The orders for the batteries to advance still held good, and immediately the barrage ceased they pulled out. By 6 P.M. the colonel had ridden forward again. My instructions were to remain until the divisional signalling officer had laid a line to the new Brigade Headquarters. At eight o'clock, followed by "Ernest" and the Brigade signallers who had stayed with me, I rode through St Emilie and dipped into a cul-de-sac valley crowded with the field batteries of another Division. Our way took us toward and across gorse-clad, wild-looking uplands. Night approached. Just as we halted at a spot where two puddly, churned-up sunken roads crossed, guns behind and on either side of us belched forth flame and rasping sound. Eighteen-pounder shells screamed swiftly over us; the whole countryside spurted flashes.

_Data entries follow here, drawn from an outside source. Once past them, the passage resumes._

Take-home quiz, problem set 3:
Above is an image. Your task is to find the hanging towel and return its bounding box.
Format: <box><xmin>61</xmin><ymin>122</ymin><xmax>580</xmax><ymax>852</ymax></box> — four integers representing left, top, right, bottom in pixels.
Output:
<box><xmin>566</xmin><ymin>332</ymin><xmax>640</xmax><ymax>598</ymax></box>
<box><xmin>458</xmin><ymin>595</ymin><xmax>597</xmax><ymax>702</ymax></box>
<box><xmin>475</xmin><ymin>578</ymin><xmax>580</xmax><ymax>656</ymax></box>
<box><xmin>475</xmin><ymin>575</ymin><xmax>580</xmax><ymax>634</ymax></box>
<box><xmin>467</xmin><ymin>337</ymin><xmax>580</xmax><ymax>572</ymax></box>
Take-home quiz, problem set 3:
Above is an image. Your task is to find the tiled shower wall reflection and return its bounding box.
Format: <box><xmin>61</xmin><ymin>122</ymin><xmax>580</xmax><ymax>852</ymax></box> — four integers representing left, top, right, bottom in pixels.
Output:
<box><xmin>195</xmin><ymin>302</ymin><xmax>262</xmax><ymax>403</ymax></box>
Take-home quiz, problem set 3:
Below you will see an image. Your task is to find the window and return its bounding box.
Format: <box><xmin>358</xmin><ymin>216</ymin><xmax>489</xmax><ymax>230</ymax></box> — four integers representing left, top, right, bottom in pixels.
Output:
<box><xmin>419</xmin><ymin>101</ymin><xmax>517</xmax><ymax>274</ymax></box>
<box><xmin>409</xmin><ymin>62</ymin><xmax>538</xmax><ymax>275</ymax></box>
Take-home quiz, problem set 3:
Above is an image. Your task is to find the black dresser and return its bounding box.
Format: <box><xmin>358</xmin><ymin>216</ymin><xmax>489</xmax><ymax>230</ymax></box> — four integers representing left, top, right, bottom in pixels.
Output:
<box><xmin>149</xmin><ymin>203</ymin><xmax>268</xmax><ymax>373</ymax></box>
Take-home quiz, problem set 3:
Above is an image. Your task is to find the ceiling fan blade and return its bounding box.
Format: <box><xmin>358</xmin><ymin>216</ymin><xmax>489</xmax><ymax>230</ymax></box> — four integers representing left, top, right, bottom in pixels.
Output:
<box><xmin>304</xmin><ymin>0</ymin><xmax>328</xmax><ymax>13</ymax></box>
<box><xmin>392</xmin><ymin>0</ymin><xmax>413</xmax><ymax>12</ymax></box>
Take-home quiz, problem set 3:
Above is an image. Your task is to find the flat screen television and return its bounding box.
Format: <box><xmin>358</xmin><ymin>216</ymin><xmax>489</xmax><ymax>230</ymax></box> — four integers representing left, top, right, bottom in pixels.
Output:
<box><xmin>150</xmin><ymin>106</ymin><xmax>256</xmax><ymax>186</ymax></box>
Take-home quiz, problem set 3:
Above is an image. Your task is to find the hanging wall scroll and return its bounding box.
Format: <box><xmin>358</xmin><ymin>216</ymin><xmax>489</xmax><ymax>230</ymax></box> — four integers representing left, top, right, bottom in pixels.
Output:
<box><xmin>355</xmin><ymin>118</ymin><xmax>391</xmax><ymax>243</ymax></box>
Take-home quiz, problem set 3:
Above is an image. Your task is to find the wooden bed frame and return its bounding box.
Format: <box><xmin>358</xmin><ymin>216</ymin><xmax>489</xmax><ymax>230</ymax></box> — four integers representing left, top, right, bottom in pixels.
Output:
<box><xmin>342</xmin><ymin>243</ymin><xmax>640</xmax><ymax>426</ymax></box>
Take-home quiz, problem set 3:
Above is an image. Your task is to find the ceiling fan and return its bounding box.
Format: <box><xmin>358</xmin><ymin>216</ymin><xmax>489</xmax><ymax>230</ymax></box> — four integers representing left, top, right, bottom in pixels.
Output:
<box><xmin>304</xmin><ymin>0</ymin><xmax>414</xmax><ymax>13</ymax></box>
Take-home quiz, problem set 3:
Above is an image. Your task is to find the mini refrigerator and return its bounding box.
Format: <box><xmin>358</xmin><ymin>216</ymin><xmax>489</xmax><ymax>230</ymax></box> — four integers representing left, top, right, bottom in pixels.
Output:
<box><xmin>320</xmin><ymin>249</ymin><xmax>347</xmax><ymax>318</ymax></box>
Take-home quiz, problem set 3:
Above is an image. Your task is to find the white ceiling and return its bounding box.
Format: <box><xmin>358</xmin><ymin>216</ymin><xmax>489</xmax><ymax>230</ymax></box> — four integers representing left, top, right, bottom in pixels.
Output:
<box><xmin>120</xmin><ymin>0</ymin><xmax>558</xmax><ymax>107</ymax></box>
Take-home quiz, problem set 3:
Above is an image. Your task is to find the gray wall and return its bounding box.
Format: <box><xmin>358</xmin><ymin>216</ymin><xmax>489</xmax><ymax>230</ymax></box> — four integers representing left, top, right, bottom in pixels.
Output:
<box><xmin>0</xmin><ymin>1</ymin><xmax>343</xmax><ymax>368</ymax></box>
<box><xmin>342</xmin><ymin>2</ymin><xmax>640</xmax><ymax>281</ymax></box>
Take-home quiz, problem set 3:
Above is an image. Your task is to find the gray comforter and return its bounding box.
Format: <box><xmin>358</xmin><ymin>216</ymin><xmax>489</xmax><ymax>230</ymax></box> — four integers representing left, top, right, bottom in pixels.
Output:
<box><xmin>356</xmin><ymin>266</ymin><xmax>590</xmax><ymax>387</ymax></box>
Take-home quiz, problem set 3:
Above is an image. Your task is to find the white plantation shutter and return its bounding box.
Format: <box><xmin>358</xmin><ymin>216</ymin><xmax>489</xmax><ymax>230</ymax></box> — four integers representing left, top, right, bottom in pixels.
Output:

One of the horses plunged with nervousness. "It's an S.O.S. call, sir," said a driver who had put his horse under a bank, raising his voice against the din. "Ernest," his little body quivering with excitement, was already racing backwards and forwards. I told my groom to take my horse into the sunken road, and started to look for the colonel and the headquarters party. A sticky walk up the track to the left took me within a couple of hundred yards of the village of Ronssoy, where most of the Boche shells were falling. No signs of Headquarters up there. After a lot of shouting to persuade the dog to keep near me, I turned back and went through the mud again, past the cross-roads junction, and along a still slimier, water-logged cart-track. I found every one on Headquarters digging shelters in the side of the road. The servants had rigged up a corrugated-iron habitation for the colonel. The brigade clerks, the signallers, and the cooks had dug hard, and made use of trench-covers, with the swift resource that long experience of trench-life had developed into a kind of second nature. Hubbard had arranged an "elephant," raised on two rows of ancient sandbags, for himself and me to snuggle under.

"I've sent out S.O.S. lines to the batteries," said the colonel, who was sitting on a box in a long-disused gun-pit. "We'll turn this place into a mess to-morrow."

The firing died down. I sent some one to tell the groom to take the horses back to the waggon line which was being established at the headquarters position we had just left. The cook prepared us a simple meal. By 10 P.M. the brigade-major had telephoned instructions for the night-firing with which the batteries were to busy themselves. Our night was disturbed by the swish-plop of gas shells, but none came near enough seriously to disquiet us.